Another character reference sent to the District Court came from a pastor at Michael's church, who expressed that he felt 100 percent comfortable having Michael around his family, including his children and that he believed Michael has a positive support network that will help him stay on track. “I know that Mike has made many poor choices…[but] when I talk to Mike, I do not see a man who is simply trying to work the system,” the pastor wrote in a letter. “I see a man who is going the extra mile to make permanent changes in his life for the good.”

Dunsmore said that the probation and parole system has been so difficult to navigate, but the hardest part is how it has affected his children. He has three step kids, whom he raised that are now 30, 28 and 26. He also has three biological kids that are now 18, 16 and 14. He said the situation had such an impact on his biological kids that they required mental health counseling for seven years. Even though they were born long after his original crime, his 5-year absence from their lives due to not registering has forever changed his relationship with them.
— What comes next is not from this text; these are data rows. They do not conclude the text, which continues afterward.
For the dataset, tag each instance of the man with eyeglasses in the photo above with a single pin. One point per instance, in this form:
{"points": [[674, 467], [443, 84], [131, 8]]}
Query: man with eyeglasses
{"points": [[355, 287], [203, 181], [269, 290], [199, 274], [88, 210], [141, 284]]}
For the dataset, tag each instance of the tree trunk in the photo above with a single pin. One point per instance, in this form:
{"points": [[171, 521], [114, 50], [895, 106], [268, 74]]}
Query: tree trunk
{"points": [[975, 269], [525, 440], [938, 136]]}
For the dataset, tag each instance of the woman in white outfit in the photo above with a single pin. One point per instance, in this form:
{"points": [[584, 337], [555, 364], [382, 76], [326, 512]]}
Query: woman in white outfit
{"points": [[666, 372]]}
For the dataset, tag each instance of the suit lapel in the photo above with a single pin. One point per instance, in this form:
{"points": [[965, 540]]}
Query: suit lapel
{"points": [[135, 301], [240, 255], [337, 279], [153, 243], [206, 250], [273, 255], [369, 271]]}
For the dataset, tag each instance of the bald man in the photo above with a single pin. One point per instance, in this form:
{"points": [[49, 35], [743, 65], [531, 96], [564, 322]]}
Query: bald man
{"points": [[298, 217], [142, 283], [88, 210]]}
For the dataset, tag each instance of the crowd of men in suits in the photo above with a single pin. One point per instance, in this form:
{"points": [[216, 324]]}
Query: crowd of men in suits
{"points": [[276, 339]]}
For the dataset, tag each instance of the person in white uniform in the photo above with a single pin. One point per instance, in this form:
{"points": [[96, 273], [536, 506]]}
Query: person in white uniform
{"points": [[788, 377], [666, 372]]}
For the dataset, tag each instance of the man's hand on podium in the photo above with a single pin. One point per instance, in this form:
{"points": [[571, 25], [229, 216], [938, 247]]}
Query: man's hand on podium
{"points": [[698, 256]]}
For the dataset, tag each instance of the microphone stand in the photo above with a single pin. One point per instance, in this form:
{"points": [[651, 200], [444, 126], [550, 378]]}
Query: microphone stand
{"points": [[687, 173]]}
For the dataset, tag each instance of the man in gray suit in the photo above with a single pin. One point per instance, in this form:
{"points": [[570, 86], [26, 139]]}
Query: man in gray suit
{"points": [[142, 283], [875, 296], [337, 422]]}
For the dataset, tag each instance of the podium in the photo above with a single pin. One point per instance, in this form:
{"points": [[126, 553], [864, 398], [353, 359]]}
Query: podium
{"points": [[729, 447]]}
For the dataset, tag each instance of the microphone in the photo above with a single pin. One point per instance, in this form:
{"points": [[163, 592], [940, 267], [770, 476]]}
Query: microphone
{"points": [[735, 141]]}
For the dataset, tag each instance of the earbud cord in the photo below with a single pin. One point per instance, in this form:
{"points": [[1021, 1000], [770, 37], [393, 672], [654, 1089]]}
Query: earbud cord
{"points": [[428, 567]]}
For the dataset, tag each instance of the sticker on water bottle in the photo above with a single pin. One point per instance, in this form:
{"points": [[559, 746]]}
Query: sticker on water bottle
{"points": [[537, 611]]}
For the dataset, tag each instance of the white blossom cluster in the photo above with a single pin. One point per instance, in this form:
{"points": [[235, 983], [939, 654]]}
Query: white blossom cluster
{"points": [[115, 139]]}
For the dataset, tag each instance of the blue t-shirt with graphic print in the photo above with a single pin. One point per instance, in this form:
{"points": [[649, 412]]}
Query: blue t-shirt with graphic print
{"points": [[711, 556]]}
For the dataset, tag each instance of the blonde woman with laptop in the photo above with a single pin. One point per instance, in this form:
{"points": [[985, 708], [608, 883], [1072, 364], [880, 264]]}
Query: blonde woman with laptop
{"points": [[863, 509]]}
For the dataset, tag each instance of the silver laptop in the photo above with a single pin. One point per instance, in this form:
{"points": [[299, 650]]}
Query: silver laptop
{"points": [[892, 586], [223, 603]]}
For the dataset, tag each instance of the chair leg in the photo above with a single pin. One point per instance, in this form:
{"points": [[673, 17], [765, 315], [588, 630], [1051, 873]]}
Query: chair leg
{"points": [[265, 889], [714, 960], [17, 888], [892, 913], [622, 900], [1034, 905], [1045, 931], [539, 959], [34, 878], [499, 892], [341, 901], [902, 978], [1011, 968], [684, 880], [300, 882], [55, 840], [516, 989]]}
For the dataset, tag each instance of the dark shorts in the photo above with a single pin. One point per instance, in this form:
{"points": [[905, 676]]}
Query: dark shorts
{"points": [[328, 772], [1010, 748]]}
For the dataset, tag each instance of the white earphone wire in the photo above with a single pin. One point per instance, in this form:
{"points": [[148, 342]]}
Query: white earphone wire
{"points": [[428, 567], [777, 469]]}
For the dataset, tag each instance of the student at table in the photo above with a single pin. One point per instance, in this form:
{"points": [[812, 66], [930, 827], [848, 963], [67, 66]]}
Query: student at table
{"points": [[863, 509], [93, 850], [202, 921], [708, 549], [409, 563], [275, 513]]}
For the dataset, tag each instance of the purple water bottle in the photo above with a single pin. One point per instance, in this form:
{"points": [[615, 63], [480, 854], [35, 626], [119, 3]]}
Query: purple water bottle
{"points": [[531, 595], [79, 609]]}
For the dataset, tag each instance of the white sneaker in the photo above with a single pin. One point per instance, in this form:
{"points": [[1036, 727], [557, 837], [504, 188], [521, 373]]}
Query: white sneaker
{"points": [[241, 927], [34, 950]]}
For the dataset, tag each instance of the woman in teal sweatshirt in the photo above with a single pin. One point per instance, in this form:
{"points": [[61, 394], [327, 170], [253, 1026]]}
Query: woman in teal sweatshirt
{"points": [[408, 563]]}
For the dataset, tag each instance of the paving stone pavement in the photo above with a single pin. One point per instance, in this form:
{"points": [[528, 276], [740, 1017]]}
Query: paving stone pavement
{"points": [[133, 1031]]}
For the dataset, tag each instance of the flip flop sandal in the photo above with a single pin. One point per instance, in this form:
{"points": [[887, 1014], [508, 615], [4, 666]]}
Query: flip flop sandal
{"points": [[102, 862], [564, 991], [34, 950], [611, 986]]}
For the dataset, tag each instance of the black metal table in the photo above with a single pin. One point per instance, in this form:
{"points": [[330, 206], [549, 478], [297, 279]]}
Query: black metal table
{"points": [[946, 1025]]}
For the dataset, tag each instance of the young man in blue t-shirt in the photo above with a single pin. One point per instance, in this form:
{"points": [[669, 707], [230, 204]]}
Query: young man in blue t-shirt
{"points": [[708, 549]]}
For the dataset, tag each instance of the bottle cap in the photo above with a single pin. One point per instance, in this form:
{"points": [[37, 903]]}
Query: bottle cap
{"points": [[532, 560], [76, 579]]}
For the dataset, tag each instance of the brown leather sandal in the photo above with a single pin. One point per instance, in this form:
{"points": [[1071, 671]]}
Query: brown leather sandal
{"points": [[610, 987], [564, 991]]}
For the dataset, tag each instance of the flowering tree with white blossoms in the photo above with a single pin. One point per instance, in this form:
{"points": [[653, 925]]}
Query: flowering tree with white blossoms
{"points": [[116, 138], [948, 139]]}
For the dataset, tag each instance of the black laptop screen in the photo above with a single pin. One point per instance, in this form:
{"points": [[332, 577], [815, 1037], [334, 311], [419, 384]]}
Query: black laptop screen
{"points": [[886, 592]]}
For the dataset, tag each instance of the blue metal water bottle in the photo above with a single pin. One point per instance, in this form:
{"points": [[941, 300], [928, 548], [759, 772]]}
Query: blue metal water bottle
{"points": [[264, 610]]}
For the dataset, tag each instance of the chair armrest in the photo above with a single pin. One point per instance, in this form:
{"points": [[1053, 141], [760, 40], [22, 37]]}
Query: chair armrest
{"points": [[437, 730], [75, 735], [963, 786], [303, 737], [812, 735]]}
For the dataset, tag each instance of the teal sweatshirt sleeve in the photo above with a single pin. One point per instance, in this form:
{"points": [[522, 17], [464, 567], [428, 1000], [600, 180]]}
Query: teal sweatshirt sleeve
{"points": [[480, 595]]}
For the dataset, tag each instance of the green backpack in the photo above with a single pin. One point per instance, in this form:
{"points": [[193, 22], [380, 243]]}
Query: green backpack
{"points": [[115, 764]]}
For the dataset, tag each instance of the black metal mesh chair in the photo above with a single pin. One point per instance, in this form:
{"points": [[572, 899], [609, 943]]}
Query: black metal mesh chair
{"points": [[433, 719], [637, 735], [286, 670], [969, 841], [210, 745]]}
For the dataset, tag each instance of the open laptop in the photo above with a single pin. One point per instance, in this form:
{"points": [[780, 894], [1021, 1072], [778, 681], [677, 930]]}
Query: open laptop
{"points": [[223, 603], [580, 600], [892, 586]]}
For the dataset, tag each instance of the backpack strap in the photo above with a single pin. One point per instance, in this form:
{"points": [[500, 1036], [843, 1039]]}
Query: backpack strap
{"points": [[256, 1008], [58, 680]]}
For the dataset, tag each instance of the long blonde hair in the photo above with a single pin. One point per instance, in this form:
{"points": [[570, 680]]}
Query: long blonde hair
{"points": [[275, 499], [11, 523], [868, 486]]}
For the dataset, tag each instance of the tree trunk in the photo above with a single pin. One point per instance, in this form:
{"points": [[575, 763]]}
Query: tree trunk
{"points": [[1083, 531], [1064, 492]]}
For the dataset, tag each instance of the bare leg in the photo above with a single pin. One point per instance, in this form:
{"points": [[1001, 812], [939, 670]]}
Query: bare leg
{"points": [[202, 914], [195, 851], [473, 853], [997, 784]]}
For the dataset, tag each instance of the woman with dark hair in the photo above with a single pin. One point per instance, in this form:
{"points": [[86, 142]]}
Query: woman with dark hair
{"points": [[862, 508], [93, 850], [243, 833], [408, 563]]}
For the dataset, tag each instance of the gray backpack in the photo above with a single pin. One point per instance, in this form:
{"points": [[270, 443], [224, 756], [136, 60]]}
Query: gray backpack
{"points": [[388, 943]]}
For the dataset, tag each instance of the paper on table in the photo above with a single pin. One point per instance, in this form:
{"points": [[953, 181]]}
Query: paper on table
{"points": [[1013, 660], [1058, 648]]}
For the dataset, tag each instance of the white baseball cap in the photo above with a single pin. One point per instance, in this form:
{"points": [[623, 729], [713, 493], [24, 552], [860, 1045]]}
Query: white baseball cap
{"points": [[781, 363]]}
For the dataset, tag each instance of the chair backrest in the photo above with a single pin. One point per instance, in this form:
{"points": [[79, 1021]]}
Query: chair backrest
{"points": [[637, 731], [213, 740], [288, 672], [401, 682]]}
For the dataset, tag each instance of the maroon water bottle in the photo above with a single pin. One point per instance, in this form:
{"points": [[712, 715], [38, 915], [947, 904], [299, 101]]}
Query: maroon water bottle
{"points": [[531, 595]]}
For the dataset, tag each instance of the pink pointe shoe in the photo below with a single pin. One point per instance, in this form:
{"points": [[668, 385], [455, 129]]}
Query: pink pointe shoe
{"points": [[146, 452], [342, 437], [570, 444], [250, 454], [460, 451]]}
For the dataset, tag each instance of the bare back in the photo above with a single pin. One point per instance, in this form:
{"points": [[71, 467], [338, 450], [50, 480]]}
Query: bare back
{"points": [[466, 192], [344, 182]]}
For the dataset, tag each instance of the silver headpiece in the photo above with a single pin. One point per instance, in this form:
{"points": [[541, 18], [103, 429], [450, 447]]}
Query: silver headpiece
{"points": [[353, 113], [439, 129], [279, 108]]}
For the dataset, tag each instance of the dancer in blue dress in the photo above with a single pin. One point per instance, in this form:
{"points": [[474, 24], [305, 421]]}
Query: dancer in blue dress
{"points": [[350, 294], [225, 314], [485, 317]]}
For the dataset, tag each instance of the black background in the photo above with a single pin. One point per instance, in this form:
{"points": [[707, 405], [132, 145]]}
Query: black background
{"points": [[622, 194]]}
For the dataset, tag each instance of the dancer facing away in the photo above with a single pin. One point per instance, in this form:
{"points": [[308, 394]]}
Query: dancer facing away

Dunsmore and his wife Jody divorced after 9 years but he says they kept a good relationship. They have seven grandkids together, but Dunsmore has to have a qualified chaperone with him in order to see them.

“I haven't been able to see my biological kids without a chaperone,” he said. “And I'm not allowed to just go see my grandkids because their parents--my step kids--aren't approved chaperones. And I raised my step kids. You know?”

 “Yeah, I’ve screwed up, I've done a lot of things I wish I hadn’t. But when you can't get a job, when you can't get a place to live, and then they throw on top of it you can't go to school; how am I integrated back into society? How am I getting a fair shake? There's no rehabilitation. There isn't. We need probation officers that are actually social workers, people that have compassion and empathy. Somebody that's working for a job agency to help you find housing, to help you find jobs. Somebody that's in your corner. Not somebody that keeps beating you down and stepping on you every day. In my experience, it's better to be in prison than it is on parole.”

“It hurts my family as much as it does me. And my heart goes out to my kids. They don't know what to think. They are the ones suffering.” 

He says three of them have had to get help through Flathead Community Mental Health and that the person they work with there has sent letters to his parole officer saying, “These kids need to be with their dad.” 

Dunsmore continued to reach out to his parole officer to have her amend the condition regarding his kids.

“She doesn't care, that's the whole point. There is no caring, she is totally numb to it. And she has no empathy for anybody involved in any of her cases as far as I can tell.

It’s just been a downward spiral and an uphill battle,” Dunsmore said. “How am I supposed to move forward from here?”